Commentary
Video
Valerie Frank and Sara M. Tolaney, MD, MPH, share advice for patients on managing treatment with antibody-drug conjugates and the importance of participating in clinical trials for HR+/HER2- metastatic breast cancer.
Transcript
I had chemo I had a lumpectomy followed by another surgery because I had bad margins. And then two more surgeries, one of which was because I had a hole that appeared in my breast. And then another one, then the hole reappeared and a wound care surgeon at the Brigham (and Women’s Hospital) did another surgery to close that wound. So I ended up having like the most surgeries, anyone could have for mastectomy.
And I had radiation and then I thought, OK, I knew that I was high risk for to recur. I think I always thought the odds were about 40% based on what I had written a read. And so that all happened like in 2018-2019. And then, in January, New Year's Eve … that New Year's Eve, I was in a lot of back pain, and it just kind of came out of nowhere I like I called my oncologist, we had scans. And I had metastases to the liver — pretty severe metastases to the liver. Lung bones someplace else. … Lots of cancer everywhere. Super bad stage 4.
I can't even describe how horrible that was. I was in treatment for just what felt like a lot longer than most people because I had such a disastrous experience with surgeries. My surgeon is amazing. And I adore her. And it just I just kept having the worst luck. And it was just a, I think I was in treatment for like, a year. It was just, it was just a really long time. It was a lot of chemo. The chemo was brutal. surgeries, radiation …

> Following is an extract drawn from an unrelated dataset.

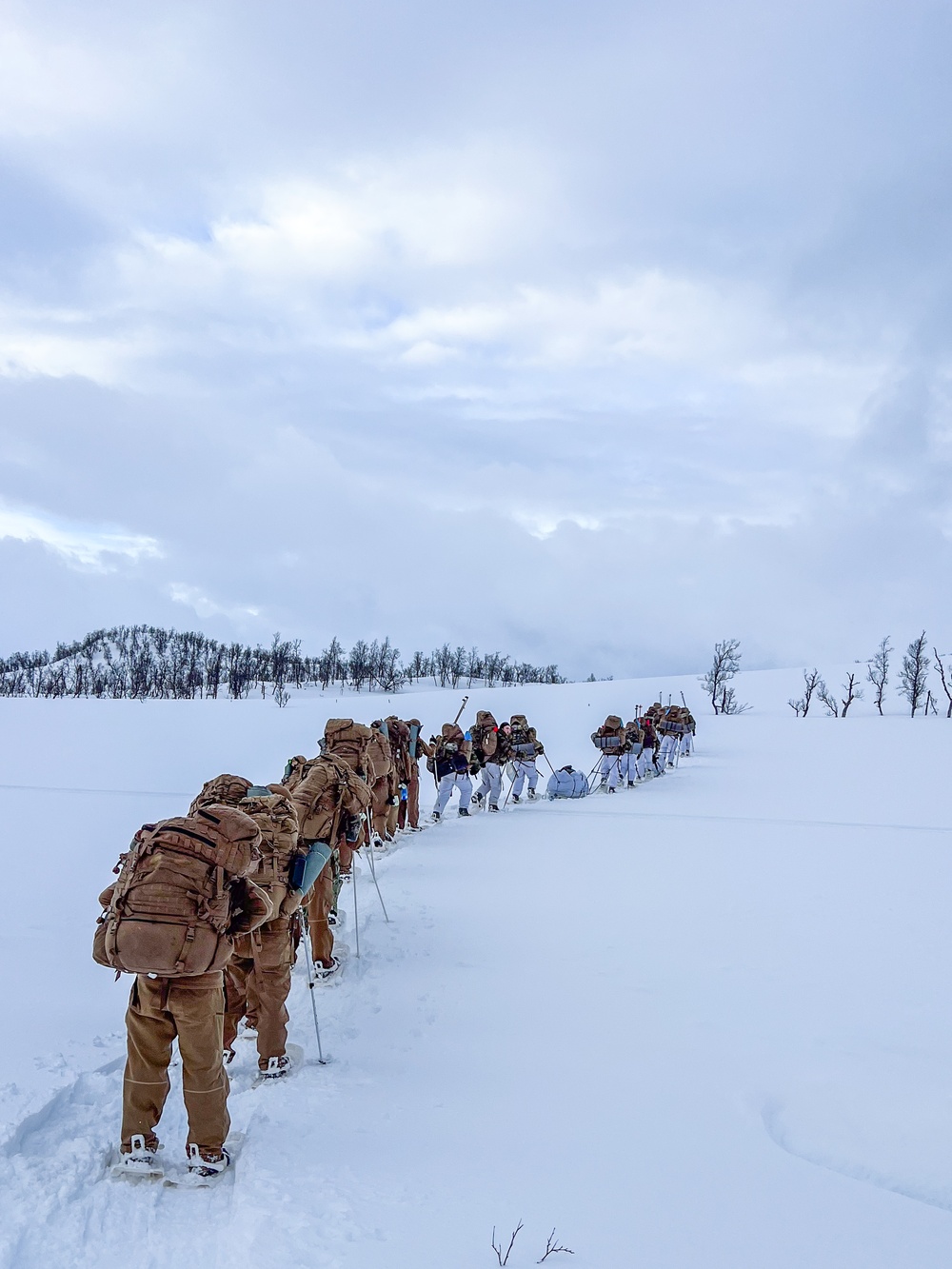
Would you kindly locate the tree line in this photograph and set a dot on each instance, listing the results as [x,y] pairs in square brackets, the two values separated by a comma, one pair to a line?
[914,682]
[144,663]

At some point, my oncologist at the time, a different oncologist than Dr. Tolaney said, “OK, well, you know, we've done everything for you that we can do. And now you're just going to check in every six months, or every year. and I was like, shocked. And I was only in that state for, I don't know, to one to two years, I would not a long time. And the entire time, I was terrified that it would come back, and it did. I was very sick. When the cancer came back. My liver was in terrible shape. And Dr. Tolaney and Jason will have to my husband will have to remind me of what we did first what treatment we did first. It was, I believe it was I don't remember the name of it. But it did not work. It did not work. It was pills. It didn't work. hormonal therapy, which didn't work. Yeah, it didn't work. So then. And I was very kind of emotionally beaten down, partly because I was in a lot of pain. I was in a lot, a lot, a lot of pain.

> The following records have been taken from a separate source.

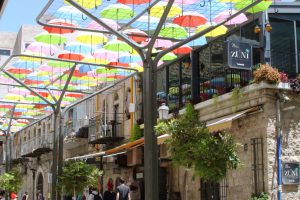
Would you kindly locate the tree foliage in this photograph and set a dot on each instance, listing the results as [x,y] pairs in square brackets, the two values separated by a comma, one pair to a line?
[11,181]
[76,176]
[192,145]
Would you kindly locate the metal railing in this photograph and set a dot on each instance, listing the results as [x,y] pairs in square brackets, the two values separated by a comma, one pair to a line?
[44,141]
[106,125]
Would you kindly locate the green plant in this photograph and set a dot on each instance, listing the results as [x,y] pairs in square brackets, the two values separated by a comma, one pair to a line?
[136,133]
[76,176]
[192,145]
[261,196]
[266,73]
[11,181]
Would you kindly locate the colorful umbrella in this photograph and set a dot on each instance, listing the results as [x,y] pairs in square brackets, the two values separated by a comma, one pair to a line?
[77,47]
[60,22]
[146,23]
[88,4]
[117,12]
[136,35]
[241,18]
[118,46]
[158,9]
[95,26]
[50,38]
[39,47]
[70,56]
[173,31]
[260,7]
[92,38]
[190,19]
[221,30]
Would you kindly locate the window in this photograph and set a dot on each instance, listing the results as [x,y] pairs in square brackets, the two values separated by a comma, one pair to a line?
[4,52]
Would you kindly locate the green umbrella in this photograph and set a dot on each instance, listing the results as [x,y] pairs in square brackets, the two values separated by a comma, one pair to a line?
[260,7]
[62,64]
[117,12]
[173,31]
[50,38]
[118,46]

The palliative care team at Dana-Farber with Dr. Randolph was pretty amazing and trying to take care of me. But I was in a lot of pain all the time. And, and then we tried something else that worked. Xeloda. So it was really wonderful and I and it allowed me to live kind of a normal-ish life. It started to work. And it worked for some number of months, until it did not. And then it was time to make a change to another treatment.
I tend to feel incredibly defeated when a treatment stops working. And it's a real testament to how wonderful my team is that they've been able to like talk me down off of a ledge every time a treatment stops working and try to tell me like this is what happens and treatments work and then they don't and then we make a change and we're going to get you back and you know what, what usually precedes the change though is kind of falling apart. physically for a little bit.